—Entonces... te vas —me dice Avani. No nos miramos, no nos atrevemos. O por lo menos yo no me atrevo. Pese a todo lo que se viene, sigo pensando que estoy abandonando la cruzada que empecé el año pasado. Que estoy dejando de lado aquello por lo que he estado ocho meses a oscuras, la razón por la que me marché.
—Sí. Eso parece.
—Vuelves a al-Ándalus —susurra, y a mí me da dolor de estómago.
Sé que detrás está esperando al-Ahmar. No dice nada, solo tiene los brazos cruzados sobre el pecho. Me doy cuenta de que siempre hace viento en estas situaciones, y me imagino que le baila la trenza sobre el hombro. Sobre nosotros, brilla la luna sefardita, el atardecer y en general todo. Tengo la garganta seca, porque todavía no estoy recuperada. Sé que tengo que decir algo, pero no puedo.

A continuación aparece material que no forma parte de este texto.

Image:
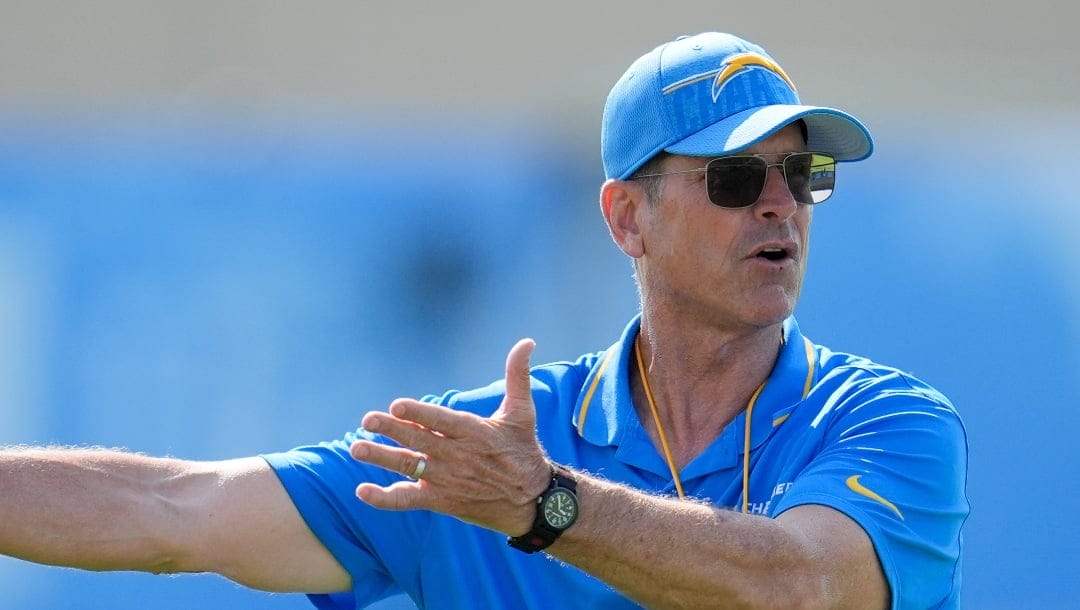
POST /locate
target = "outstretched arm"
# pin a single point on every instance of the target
(107, 510)
(658, 551)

Avani asiente y hace ademán de despegarse de la barandilla.
Me entra la verborrea de la desesperación. Esa que es tan mía y tan jodidamente inútil.

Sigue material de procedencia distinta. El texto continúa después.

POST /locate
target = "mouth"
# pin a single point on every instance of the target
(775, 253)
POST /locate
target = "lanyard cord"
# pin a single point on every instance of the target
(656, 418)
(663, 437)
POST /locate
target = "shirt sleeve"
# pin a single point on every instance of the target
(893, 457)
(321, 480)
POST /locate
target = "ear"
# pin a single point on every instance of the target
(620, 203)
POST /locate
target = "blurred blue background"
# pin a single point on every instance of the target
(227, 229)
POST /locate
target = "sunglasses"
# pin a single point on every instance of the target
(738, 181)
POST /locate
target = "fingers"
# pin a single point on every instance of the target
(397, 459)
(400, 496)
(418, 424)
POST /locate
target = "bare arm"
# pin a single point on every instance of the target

—Solo serán cuatro años —casi grito, y contengo el impulso de cogerle de la mano—. Luego volveré. Te lo prometo. Si hago bien esta tesis, si me mato a trabajar y lo hago bien de verdad, tendré la oportunidad de hacerme un nombre y ganarme una reputación. Podré volver a Persia y estudiar lo que realmente quiero. Podré dedicarme a Simurgh.
Me mira y me sonríe.
—No tienes que darme explicaciones —estira el dedo y me da un suave golpecito en la frente—. Yo vivo aquí, ¿recuerdas? En este viaje, también voy con vosotros. Además —echa una mirada de soslayo a al-Ahmar, que sigue esperando. Se ríe—, él te necesita más que yo. O por cómo se asoma el futuro, tú lo necesitas más a él. Que no se te olvide dónde empezamos, Laura. Que no se te olvide que la primera de las batallas fue en al-Qabdaq.
Escucho que el Rojo se ríe a medias, pero no dice nada. Menea la cabeza y se vuelve hacia mí.
—Por lo pronto, nos toca descansar —extiende la mano, me mira y en sus ojos veo todo al-Ándalus y todo el brillo rojo de la Alhambra—. Vámonos.